Whatever we use as a solution we need a way to tie in the communication (Channels, Flowvar) with Chronos. AsyncChannel seems stalled due to transporting GC-ed types on thread-local heap. ARC/ORC is out of question for the moment.
I've outlined a way to make both Flowvar (including ones for custom threadpools) or Channels (including Nim channels) work with Chronos, by creating an "async condition variable" (AsyncCV): https://github.com/nim-lang/RFCs/issues/304#issuecomment-789494498 So an AsyncChannel or an AsyncFlowvar is just "Channel + AsyncCV" or "Flowvar + AsyncCV".
@cheatfate's implementation of AsyncChannels is already based on a primitive called AsyncThreadEvent
. It seems to me that this is just another name for the condition variables you have in mind.
The attestation batching I think is perhaps the easiest and the most impactful thing we can do, followed by sync blocks.

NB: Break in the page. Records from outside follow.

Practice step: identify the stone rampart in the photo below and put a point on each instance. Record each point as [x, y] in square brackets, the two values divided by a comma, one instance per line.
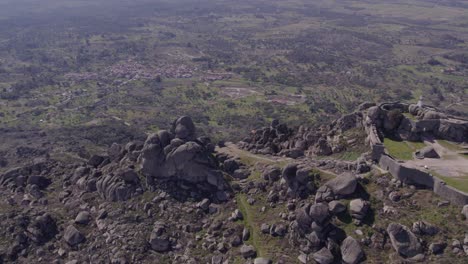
[420, 178]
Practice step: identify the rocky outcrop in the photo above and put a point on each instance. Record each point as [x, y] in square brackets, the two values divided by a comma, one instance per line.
[344, 184]
[351, 251]
[72, 236]
[172, 158]
[179, 156]
[403, 240]
[427, 152]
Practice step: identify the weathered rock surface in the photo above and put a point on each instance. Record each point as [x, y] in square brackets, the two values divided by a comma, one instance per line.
[403, 240]
[351, 251]
[72, 236]
[344, 184]
[323, 256]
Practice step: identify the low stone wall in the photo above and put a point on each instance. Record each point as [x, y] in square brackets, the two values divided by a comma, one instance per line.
[421, 178]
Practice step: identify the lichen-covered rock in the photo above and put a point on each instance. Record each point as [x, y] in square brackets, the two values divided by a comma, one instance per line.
[351, 251]
[72, 236]
[344, 184]
[403, 240]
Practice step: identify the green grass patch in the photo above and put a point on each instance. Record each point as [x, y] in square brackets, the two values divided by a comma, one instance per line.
[248, 223]
[398, 149]
[450, 145]
[402, 150]
[460, 183]
[410, 116]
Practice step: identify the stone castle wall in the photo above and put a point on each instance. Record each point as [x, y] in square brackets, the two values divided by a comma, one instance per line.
[441, 128]
[424, 179]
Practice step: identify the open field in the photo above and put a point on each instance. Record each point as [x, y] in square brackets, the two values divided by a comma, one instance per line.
[233, 66]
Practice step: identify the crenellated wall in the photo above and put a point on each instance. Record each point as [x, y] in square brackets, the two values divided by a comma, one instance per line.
[420, 178]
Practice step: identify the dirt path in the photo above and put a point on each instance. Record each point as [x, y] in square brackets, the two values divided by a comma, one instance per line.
[450, 164]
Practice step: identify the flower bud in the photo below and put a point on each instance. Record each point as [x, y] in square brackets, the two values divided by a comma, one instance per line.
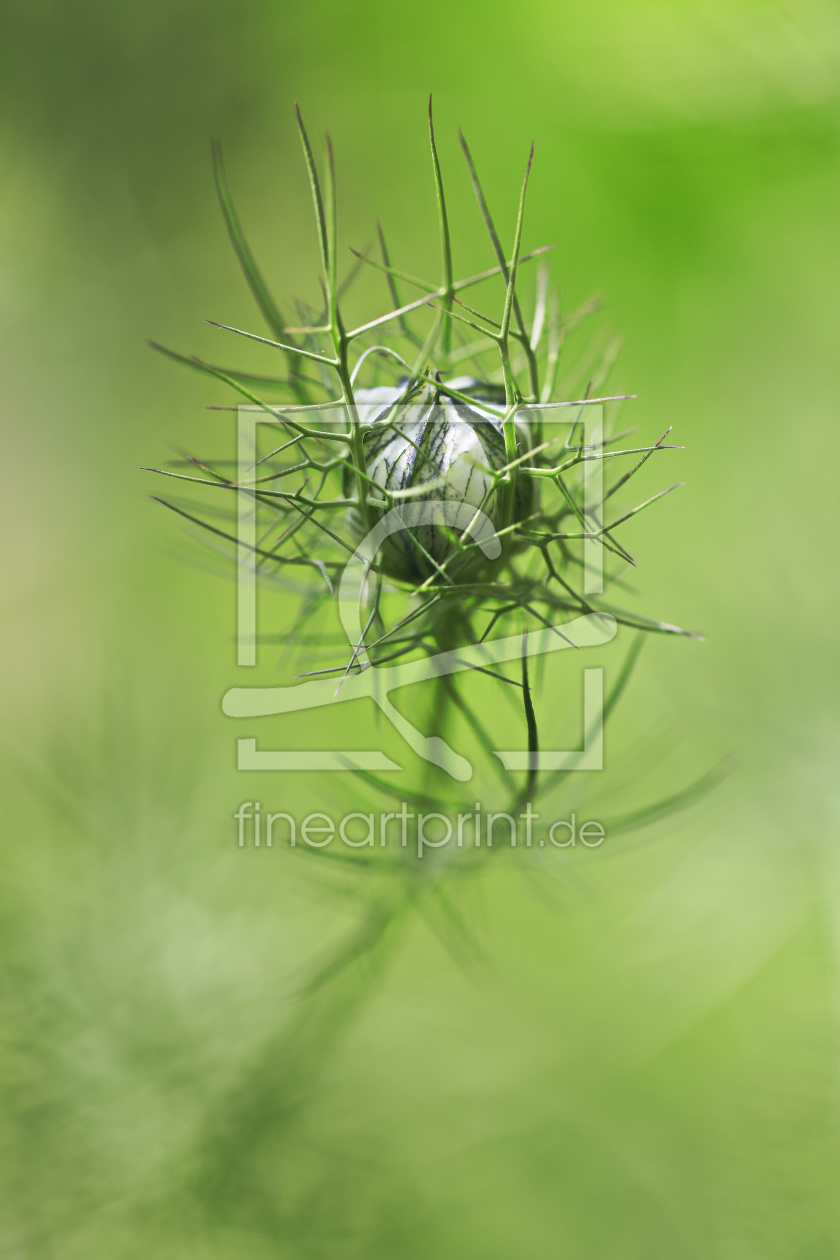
[440, 450]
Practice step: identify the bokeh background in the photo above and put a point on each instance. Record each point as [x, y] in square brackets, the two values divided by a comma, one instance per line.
[646, 1064]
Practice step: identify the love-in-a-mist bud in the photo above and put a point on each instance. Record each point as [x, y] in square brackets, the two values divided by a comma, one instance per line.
[440, 450]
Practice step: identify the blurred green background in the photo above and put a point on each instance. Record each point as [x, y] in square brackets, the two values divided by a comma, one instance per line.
[649, 1066]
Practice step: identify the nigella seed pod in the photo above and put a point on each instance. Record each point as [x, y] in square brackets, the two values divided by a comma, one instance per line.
[437, 449]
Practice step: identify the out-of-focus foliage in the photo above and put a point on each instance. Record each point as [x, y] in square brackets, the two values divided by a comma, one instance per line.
[635, 1056]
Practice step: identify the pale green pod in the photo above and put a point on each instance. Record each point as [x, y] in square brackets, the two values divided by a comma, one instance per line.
[448, 447]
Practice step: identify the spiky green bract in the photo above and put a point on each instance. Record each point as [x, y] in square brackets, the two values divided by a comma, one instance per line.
[359, 425]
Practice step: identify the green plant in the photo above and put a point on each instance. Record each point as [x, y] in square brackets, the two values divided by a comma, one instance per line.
[372, 421]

Fork choice reorgs, not so much because there is still not a lot of them being created, even in forky situations..
One more thing that would be interesting about attestations is if we could somehow batch aggregating them - ie right now when an attestation arrives, after it's been verified we'll look for an existing attestation to aggregate it with - if somehow we could batch verification and aggregation, that would be pretty nice.
@cheatfate's implementation of AsyncChannels is already based on a primitive called
AsyncThreadEvent
. It seems to me that this is just another name for the condition variables you have in mind.
Yes AsyncThreadEvent can be used to build the AsyncConditionVariable or AsyncSemaphores. In particular they would allow to await a Flowvar from an arbitrary threadpool.
I think it's worth it to split them from the stalled AsyncChannel PR.
The main issue with AsyncThreadEvent is that there is no "2-phase commit" protocol to ensure usage without deadlocks:
- Event loop creates a new ATE
- Event loop sends work and ATE to threadpool
- Threadpool is fast, returns back work and fire ATE
- Event loop wait on the ATE
- Event loop is "deadlocked" because ATE was already fired
But the base primitive can indeed be used as a replacement to wait
/signal
on my futexes: https://github.com/mratsim/weave/blob/30baced/weave/cross_thread_com/event_notifiers.nim#L67-L148 so that we have something that has been verified not to deadlock.
It's possible that the issues the desktop team is facing is in part due to that. It took me weeks, before resorting to formal verification to write the protocol properly. And even published papers in the past made errors http://research.microsoft.com/en-us/um/people/lamport/tla/dcas.pdf
Attestation batching is done in #2439.